High-resolution snow depth measurements are possible through bare-earth (BE) differencing of point cloud datasets obtained using LiDAR and photogrammetry during snow-free and snow-covered conditions. These accuracy and resolution of these snow depth measurements are desirable in mountain environments in which ground measurements are dangerous and difficult to perform, and other remote sensing techniques are often characterized by large errors and uncertainties due variable topography, vegetation, and snow properties.

BE ground filtering algorithms make different assumptions about ground characteristics to differentiate between ground and non-ground features. Because of this, ground surfaces may have unique characteristics that confound ground filters depending on the location and terrain conditions. These include low-lying shrubs (<1 m), areas with high topographic relief, and areas with high surface roughness. We evaluate several different algorithms, including lowest point, kriging, and more sophisticated splining techniques such as the Multiscale Curvature Classification (MCC) to resolve snow depths. Understanding how these factors affect BE surface models and thus snow depth measurements is a valuable contribution towards improving the processing protocols associated with these relatively new snow observation techniques.
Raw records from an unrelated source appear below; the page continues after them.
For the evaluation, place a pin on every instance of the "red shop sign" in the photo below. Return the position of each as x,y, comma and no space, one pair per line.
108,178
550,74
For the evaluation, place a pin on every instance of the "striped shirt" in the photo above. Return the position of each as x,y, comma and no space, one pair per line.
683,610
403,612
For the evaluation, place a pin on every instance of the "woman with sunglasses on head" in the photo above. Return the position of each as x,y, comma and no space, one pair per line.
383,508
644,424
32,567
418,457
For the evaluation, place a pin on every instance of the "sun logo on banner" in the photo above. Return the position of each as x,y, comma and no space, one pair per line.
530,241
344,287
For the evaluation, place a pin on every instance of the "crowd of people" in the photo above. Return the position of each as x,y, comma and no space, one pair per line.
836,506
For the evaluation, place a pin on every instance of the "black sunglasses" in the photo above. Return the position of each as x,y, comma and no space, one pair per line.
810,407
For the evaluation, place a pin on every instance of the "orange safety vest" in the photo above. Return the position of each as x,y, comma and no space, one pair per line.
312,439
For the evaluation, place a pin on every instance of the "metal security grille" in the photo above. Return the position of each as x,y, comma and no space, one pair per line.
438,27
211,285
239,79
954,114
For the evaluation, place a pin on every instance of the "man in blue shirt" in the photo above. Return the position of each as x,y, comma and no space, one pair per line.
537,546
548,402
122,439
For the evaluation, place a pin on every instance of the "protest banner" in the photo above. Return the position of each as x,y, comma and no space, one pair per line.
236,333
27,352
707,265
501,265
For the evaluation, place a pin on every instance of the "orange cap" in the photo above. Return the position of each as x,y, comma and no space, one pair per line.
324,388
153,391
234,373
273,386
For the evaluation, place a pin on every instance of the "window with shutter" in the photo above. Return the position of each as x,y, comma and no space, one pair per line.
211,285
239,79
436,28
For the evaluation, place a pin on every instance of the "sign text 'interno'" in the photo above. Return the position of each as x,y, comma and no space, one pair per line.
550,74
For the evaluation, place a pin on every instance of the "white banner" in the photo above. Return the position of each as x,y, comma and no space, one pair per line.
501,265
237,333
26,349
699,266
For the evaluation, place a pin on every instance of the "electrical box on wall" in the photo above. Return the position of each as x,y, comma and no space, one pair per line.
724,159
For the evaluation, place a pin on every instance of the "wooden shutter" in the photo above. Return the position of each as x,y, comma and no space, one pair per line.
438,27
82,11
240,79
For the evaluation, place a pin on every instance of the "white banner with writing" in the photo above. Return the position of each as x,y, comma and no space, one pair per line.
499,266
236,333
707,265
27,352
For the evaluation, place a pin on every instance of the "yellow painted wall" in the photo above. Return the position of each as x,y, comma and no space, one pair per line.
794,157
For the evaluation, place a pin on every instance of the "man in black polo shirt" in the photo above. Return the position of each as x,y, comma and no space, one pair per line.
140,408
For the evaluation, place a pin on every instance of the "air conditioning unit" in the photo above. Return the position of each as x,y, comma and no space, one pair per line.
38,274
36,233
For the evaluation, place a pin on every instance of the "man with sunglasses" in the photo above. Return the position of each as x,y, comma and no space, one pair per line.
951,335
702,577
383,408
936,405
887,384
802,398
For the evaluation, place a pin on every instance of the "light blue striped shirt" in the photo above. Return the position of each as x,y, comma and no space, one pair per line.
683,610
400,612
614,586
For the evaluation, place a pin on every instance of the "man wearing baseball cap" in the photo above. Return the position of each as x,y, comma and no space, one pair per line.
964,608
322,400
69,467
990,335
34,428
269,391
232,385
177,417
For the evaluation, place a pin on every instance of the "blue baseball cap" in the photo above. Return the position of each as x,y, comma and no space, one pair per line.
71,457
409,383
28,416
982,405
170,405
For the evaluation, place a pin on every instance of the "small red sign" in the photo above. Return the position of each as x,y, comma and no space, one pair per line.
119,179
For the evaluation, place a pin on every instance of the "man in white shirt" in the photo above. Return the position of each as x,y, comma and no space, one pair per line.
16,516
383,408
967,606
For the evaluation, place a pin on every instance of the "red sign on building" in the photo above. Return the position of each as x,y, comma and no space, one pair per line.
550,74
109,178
We test the different BE filtering algorithms using LiDAR and photogrammetric measurements taken from an Unmanned Aerial Vehicle (UAV) in Southwest Tasmania, Australia during the winter and spring of 2013. The study area is characterized by sloping, uneven terrain, and different types of vegetation including eucalyptus and conifer trees, as well as dense shrubs varying in heights from 0.3-1.5 meters. Initial snow depth measurements using the unfiltered point cloud measurements are characterized by large errors (~20-90 cm) due to the dense vegetation. Using filtering techniques instead of raw differencing improves the estimation of snow depth in our study area, and reduces the RMSE to 10 cm, depending on the technique used.